The fund has raised $830m (pounds 450m) in just three months and is
expected to top $lbn before closing, with investors including two of the
world's top five pension funds, ABP and PGGM, both public sector funds
in the Netherlands. Most of the money will be invested in the developing
world.
It is Climate Change Capital's second fund. The first raised $130m.

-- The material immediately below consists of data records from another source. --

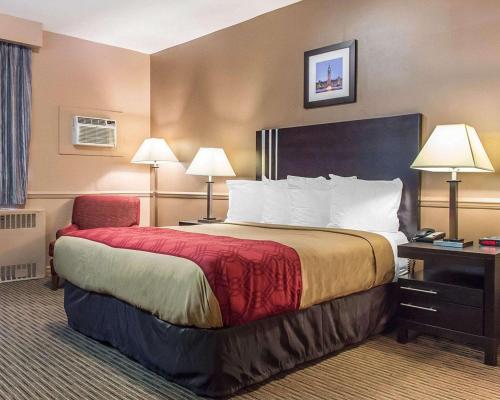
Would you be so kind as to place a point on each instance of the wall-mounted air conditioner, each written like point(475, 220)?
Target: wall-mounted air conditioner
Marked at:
point(22, 245)
point(91, 131)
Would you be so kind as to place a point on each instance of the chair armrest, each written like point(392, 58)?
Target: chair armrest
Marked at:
point(66, 230)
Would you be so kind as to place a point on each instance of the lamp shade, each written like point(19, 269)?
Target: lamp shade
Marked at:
point(210, 161)
point(153, 151)
point(453, 148)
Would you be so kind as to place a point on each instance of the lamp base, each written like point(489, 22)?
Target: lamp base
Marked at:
point(209, 220)
point(453, 243)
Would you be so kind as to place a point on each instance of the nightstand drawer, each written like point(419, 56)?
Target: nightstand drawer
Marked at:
point(445, 315)
point(433, 291)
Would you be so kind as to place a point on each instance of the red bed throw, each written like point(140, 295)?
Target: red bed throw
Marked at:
point(251, 279)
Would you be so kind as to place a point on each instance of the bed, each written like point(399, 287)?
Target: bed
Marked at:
point(293, 294)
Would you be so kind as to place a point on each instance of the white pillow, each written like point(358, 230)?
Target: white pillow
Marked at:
point(338, 178)
point(276, 202)
point(366, 205)
point(245, 201)
point(309, 200)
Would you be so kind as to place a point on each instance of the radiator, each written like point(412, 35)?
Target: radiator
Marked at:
point(22, 244)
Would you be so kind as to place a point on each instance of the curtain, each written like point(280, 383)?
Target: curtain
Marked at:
point(15, 120)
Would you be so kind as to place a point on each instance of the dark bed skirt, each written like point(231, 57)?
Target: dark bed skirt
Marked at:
point(219, 362)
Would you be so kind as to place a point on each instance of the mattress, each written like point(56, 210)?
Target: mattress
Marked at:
point(210, 276)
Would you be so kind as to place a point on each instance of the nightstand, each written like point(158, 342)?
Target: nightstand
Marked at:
point(196, 222)
point(189, 222)
point(456, 295)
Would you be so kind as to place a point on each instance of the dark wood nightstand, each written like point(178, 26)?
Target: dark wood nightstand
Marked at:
point(188, 223)
point(196, 222)
point(456, 295)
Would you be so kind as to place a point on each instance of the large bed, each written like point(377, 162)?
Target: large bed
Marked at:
point(219, 307)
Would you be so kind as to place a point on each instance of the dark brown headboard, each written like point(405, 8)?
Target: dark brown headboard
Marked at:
point(377, 148)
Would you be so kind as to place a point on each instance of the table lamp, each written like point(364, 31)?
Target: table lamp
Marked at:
point(453, 148)
point(154, 151)
point(210, 161)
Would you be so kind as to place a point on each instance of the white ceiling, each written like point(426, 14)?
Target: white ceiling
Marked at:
point(147, 26)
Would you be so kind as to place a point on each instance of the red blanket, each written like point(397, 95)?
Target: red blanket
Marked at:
point(251, 279)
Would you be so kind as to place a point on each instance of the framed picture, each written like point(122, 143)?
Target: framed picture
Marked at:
point(330, 75)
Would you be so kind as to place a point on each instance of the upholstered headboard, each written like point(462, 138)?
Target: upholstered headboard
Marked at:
point(377, 148)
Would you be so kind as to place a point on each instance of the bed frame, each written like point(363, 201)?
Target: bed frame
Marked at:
point(220, 362)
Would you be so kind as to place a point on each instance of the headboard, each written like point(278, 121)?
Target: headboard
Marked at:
point(377, 148)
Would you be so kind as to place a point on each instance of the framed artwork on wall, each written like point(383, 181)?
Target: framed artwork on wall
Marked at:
point(330, 75)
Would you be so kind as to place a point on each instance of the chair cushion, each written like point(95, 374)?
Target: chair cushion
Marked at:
point(94, 211)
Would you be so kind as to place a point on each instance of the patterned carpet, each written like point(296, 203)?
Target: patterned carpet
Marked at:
point(41, 358)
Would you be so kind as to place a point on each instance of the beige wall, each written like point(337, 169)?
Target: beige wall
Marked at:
point(70, 72)
point(21, 31)
point(437, 57)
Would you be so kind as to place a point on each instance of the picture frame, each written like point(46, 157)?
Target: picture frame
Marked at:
point(330, 75)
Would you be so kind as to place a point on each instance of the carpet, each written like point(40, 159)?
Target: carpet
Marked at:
point(41, 358)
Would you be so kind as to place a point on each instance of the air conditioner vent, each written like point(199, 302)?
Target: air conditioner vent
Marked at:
point(23, 246)
point(91, 131)
point(17, 221)
point(9, 273)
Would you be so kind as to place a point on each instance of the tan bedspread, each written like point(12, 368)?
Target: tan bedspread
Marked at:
point(334, 263)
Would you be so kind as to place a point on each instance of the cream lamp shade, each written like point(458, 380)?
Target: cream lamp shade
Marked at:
point(453, 148)
point(210, 161)
point(154, 151)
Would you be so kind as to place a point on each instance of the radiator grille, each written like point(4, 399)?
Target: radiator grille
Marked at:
point(17, 221)
point(19, 271)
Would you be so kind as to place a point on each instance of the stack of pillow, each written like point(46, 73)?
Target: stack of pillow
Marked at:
point(338, 202)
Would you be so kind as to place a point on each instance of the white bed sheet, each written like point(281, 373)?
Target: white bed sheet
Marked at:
point(395, 239)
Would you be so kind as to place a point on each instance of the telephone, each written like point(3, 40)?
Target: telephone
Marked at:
point(428, 235)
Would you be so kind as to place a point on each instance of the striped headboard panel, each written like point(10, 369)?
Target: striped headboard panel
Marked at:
point(377, 148)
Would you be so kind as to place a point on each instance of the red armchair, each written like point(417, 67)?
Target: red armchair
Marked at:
point(96, 211)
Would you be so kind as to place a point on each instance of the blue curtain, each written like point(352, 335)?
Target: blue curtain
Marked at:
point(15, 120)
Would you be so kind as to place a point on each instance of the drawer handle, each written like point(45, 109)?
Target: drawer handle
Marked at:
point(419, 307)
point(418, 290)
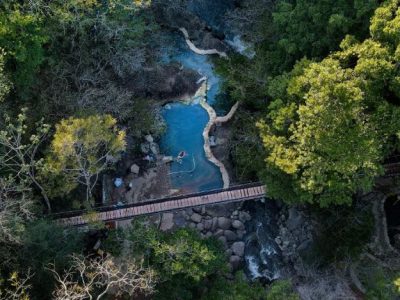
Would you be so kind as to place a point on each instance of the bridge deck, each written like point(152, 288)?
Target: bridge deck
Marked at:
point(233, 194)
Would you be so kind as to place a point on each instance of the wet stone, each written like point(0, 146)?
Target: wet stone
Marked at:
point(196, 218)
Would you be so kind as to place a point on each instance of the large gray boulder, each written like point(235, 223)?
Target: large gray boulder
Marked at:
point(238, 248)
point(235, 261)
point(230, 235)
point(224, 223)
point(237, 225)
point(208, 224)
point(196, 218)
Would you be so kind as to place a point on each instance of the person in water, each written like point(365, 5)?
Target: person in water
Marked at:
point(180, 156)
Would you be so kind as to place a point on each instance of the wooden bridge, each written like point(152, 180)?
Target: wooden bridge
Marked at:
point(244, 192)
point(237, 193)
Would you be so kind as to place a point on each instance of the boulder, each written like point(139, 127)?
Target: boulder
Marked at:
point(238, 248)
point(219, 233)
point(224, 223)
point(197, 209)
point(167, 221)
point(135, 169)
point(244, 216)
point(240, 234)
point(167, 159)
point(235, 261)
point(145, 148)
point(214, 225)
point(155, 149)
point(207, 224)
point(200, 226)
point(237, 225)
point(222, 239)
point(294, 220)
point(230, 235)
point(196, 218)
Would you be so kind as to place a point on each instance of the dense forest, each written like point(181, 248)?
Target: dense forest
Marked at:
point(82, 83)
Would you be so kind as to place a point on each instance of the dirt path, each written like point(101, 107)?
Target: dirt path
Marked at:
point(197, 50)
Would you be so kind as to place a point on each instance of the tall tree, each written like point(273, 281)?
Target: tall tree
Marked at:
point(19, 152)
point(81, 149)
point(327, 138)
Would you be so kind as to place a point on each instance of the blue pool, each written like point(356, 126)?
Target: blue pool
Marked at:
point(185, 124)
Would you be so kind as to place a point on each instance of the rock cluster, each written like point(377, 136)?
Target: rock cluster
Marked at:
point(295, 234)
point(224, 224)
point(149, 146)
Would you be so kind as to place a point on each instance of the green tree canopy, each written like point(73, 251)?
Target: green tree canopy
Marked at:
point(327, 137)
point(23, 38)
point(82, 148)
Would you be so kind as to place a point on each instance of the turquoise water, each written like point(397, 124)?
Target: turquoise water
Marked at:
point(185, 124)
point(184, 133)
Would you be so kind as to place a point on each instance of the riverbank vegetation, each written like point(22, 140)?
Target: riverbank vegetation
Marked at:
point(323, 96)
point(79, 80)
point(77, 89)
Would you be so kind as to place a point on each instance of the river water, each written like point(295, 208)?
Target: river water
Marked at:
point(185, 124)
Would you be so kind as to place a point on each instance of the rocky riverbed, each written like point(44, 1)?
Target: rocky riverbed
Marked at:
point(226, 222)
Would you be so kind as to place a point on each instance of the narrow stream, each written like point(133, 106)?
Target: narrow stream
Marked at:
point(185, 124)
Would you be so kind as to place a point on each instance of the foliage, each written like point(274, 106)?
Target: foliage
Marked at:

Only the World Bank has raised more money to put into the low carbon
economy.
The new fund also announced its first investment, a move into China,
by putting money into a scheme to cut emissions from a chemicals
factory. Developing countries such as China do not have limits to the
amount of greenhouse gases they produce.
James Cameron, the vice-president of Climate Change Capital, said:
"This is further proof that the so-called 'green economy' has arrived,
as the world realises that combating global warming is an economic
opportunity as well as a necessity.
"The profile of the investors backing this new asset class, created
due to the Kyoto Protocol, confirms this, reflecting very real progress
in the development of the carbon market."
A new asset class has been created by public policy to tackle climate
change. In countries signed up to the Kyoto Protocol, moves to reduce
greenhouse gases are rewarded by being issued with carbon credits. These
credits can then be used or sold on.
Under the clean development mechanism, credits created in the
developing world can be transferred to industrialised nations.
For Centrica, the UK gas supplier, it means access to carbon credits
from China that it can use to offset greenhouse gas emissions that are
produced by its UK power stations.
Sue Wheeler, Centrica's head of new energy, said: "Centrica believes
project credits like these are a vital step towards global engagement in
reducing carbon emissions. Projects developed under the clean
development mechanism deliver real and enduring carbon emissions
reductions and, in the absence of legally binding targets, open a path
way to Kyoto for many developing countries."
It is Centrica's first investment of its kind, though the company did
not disclose how much money it put in. Centrica runs seven large power
stations which, together with its off-shore installations, produced 6.4
million tonnes of carbon dioxide last year.